I have a backup disk containing uncompressed versions of my files that I would like to compress to save space on this disk. The disk (containing files to compress) is full (about 3TB with 17GB free). Is there a command or script that I could run to go through each file in the disk and compress it while deleting the uncompressed versions. For example if I have folders like f1 f2 f3 I would like to end up with f1.tar.gz f2.tar.gz f3.tar.gz only, with original uncompressed folders erased so I have more space in the drive? Also, will it work for sub-folders as well?

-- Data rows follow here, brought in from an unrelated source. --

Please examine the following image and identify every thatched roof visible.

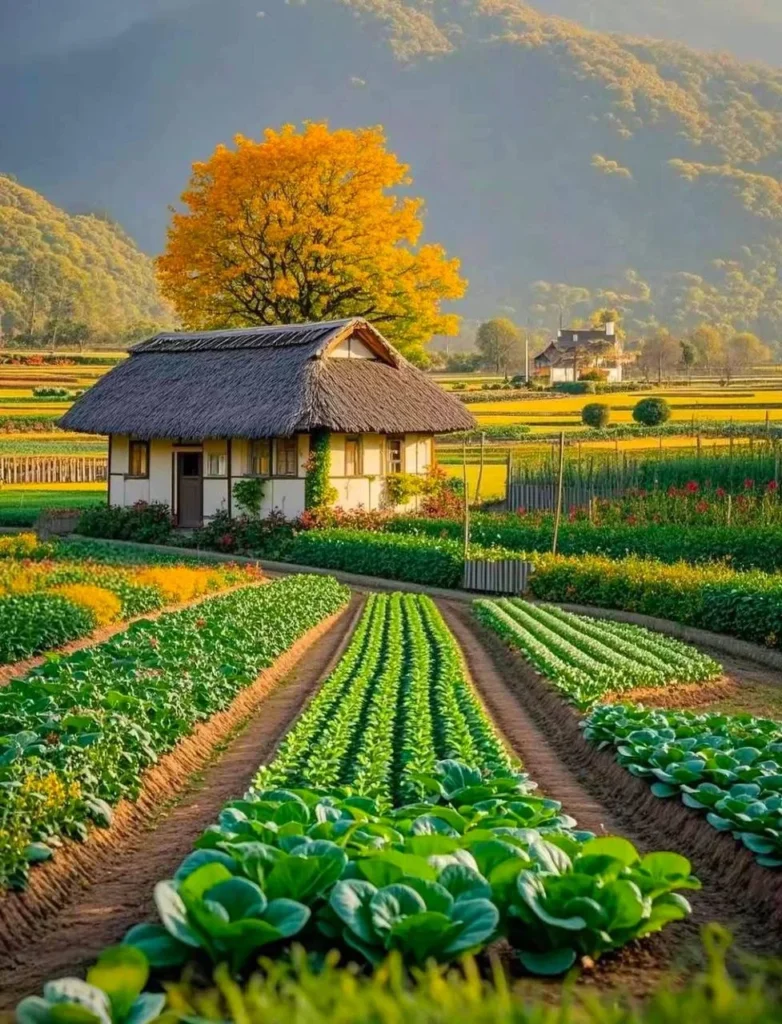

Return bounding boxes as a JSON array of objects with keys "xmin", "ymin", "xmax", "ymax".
[{"xmin": 60, "ymin": 318, "xmax": 476, "ymax": 438}]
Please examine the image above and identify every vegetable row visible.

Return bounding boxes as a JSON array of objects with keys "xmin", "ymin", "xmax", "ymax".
[
  {"xmin": 474, "ymin": 598, "xmax": 721, "ymax": 710},
  {"xmin": 0, "ymin": 539, "xmax": 262, "ymax": 663},
  {"xmin": 18, "ymin": 593, "xmax": 700, "ymax": 1022},
  {"xmin": 259, "ymin": 593, "xmax": 514, "ymax": 803},
  {"xmin": 0, "ymin": 573, "xmax": 349, "ymax": 889},
  {"xmin": 585, "ymin": 705, "xmax": 782, "ymax": 867}
]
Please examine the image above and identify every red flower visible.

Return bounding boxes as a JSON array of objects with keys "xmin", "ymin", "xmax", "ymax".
[
  {"xmin": 744, "ymin": 478, "xmax": 755, "ymax": 490},
  {"xmin": 667, "ymin": 485, "xmax": 678, "ymax": 497},
  {"xmin": 768, "ymin": 480, "xmax": 779, "ymax": 493},
  {"xmin": 695, "ymin": 500, "xmax": 709, "ymax": 513},
  {"xmin": 715, "ymin": 487, "xmax": 726, "ymax": 498},
  {"xmin": 685, "ymin": 481, "xmax": 699, "ymax": 494}
]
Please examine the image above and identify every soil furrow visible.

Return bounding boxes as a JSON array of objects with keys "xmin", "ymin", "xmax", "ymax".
[
  {"xmin": 0, "ymin": 594, "xmax": 364, "ymax": 1011},
  {"xmin": 437, "ymin": 599, "xmax": 782, "ymax": 982}
]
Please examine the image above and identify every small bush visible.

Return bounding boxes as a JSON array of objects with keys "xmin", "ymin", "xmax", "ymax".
[
  {"xmin": 581, "ymin": 402, "xmax": 611, "ymax": 428},
  {"xmin": 553, "ymin": 381, "xmax": 597, "ymax": 395},
  {"xmin": 633, "ymin": 396, "xmax": 671, "ymax": 426},
  {"xmin": 77, "ymin": 502, "xmax": 174, "ymax": 543}
]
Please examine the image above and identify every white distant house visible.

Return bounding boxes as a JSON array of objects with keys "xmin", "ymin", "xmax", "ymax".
[
  {"xmin": 60, "ymin": 318, "xmax": 475, "ymax": 527},
  {"xmin": 534, "ymin": 321, "xmax": 623, "ymax": 383}
]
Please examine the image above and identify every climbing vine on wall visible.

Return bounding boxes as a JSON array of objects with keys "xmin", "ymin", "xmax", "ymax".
[{"xmin": 305, "ymin": 429, "xmax": 337, "ymax": 510}]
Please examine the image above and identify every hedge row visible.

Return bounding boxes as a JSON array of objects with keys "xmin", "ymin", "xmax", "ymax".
[
  {"xmin": 384, "ymin": 516, "xmax": 782, "ymax": 573},
  {"xmin": 276, "ymin": 529, "xmax": 521, "ymax": 588},
  {"xmin": 527, "ymin": 553, "xmax": 782, "ymax": 650}
]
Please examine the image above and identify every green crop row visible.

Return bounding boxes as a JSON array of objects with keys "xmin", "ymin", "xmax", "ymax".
[
  {"xmin": 16, "ymin": 593, "xmax": 699, "ymax": 1024},
  {"xmin": 474, "ymin": 599, "xmax": 721, "ymax": 711},
  {"xmin": 0, "ymin": 542, "xmax": 262, "ymax": 663},
  {"xmin": 52, "ymin": 924, "xmax": 778, "ymax": 1024},
  {"xmin": 584, "ymin": 705, "xmax": 782, "ymax": 868},
  {"xmin": 258, "ymin": 594, "xmax": 515, "ymax": 803},
  {"xmin": 527, "ymin": 553, "xmax": 782, "ymax": 649},
  {"xmin": 0, "ymin": 574, "xmax": 349, "ymax": 889}
]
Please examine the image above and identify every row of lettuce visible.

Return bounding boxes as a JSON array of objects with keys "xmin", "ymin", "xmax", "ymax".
[
  {"xmin": 474, "ymin": 599, "xmax": 721, "ymax": 711},
  {"xmin": 0, "ymin": 574, "xmax": 349, "ymax": 889},
  {"xmin": 18, "ymin": 591, "xmax": 699, "ymax": 1024},
  {"xmin": 0, "ymin": 533, "xmax": 262, "ymax": 663},
  {"xmin": 473, "ymin": 600, "xmax": 782, "ymax": 870}
]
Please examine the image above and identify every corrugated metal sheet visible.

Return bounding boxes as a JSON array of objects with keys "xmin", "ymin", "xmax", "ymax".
[{"xmin": 463, "ymin": 559, "xmax": 534, "ymax": 595}]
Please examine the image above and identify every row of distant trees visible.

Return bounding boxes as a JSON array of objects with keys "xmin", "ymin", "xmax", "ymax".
[
  {"xmin": 637, "ymin": 325, "xmax": 772, "ymax": 382},
  {"xmin": 437, "ymin": 314, "xmax": 775, "ymax": 380}
]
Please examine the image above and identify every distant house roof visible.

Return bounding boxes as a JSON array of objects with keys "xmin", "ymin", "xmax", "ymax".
[
  {"xmin": 60, "ymin": 318, "xmax": 476, "ymax": 439},
  {"xmin": 534, "ymin": 324, "xmax": 616, "ymax": 367}
]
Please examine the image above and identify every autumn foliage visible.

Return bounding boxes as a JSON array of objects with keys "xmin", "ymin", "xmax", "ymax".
[{"xmin": 156, "ymin": 123, "xmax": 466, "ymax": 364}]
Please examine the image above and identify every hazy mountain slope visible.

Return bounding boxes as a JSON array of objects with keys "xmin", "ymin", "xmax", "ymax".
[
  {"xmin": 1, "ymin": 0, "xmax": 781, "ymax": 343},
  {"xmin": 0, "ymin": 175, "xmax": 171, "ymax": 341}
]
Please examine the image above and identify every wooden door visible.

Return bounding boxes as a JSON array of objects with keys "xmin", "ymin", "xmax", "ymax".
[{"xmin": 177, "ymin": 452, "xmax": 203, "ymax": 528}]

Edit: I was hoping to compress the files as much as possible without running the risk of corruption. There are about 150 parent directories and most have 10 to 50 sub-folders, some of which contain already compressed files. As a simplified example my file structure looks something like:
Parent folders:
parent1 parent2 parent3
each of which might have something like:
child1 child2 child3 file1.zip
and each might have
file1 file2.zip file2.tar.gz file3
of course some parent folders just contain files without subfolders. What I would like to do is to run a script from bash or use tar to put in a command to compress the parent folders to look like:
parent1.tar.gz parent2.tar.gz parent3.tar.gz
while erasing the uncompressed parent folders, so the first thing the command would compress the parent1.tar.gz (assuming I have enough space for the tarball file on the same harddrive) and then it would erase it so the file structure would look like
parent1.tar.gz parent2 parent3,
then the command would proceed to do the same thing for parent2 and parent3 ending up with the final file structure of:
parent1.tar.gz parent2.tar.gz parent3.tar.gz
and if possible, it would be nice to know how to extend this operation to the subfolders, but if that is too complex or wouldn't save much additional space, it is not necessary. It would be also nice to know a way to sort the files in order of space taken up by each, to see how many files would be required to compress individually, before enough space becomes available in order to automate the process, but this is also not required.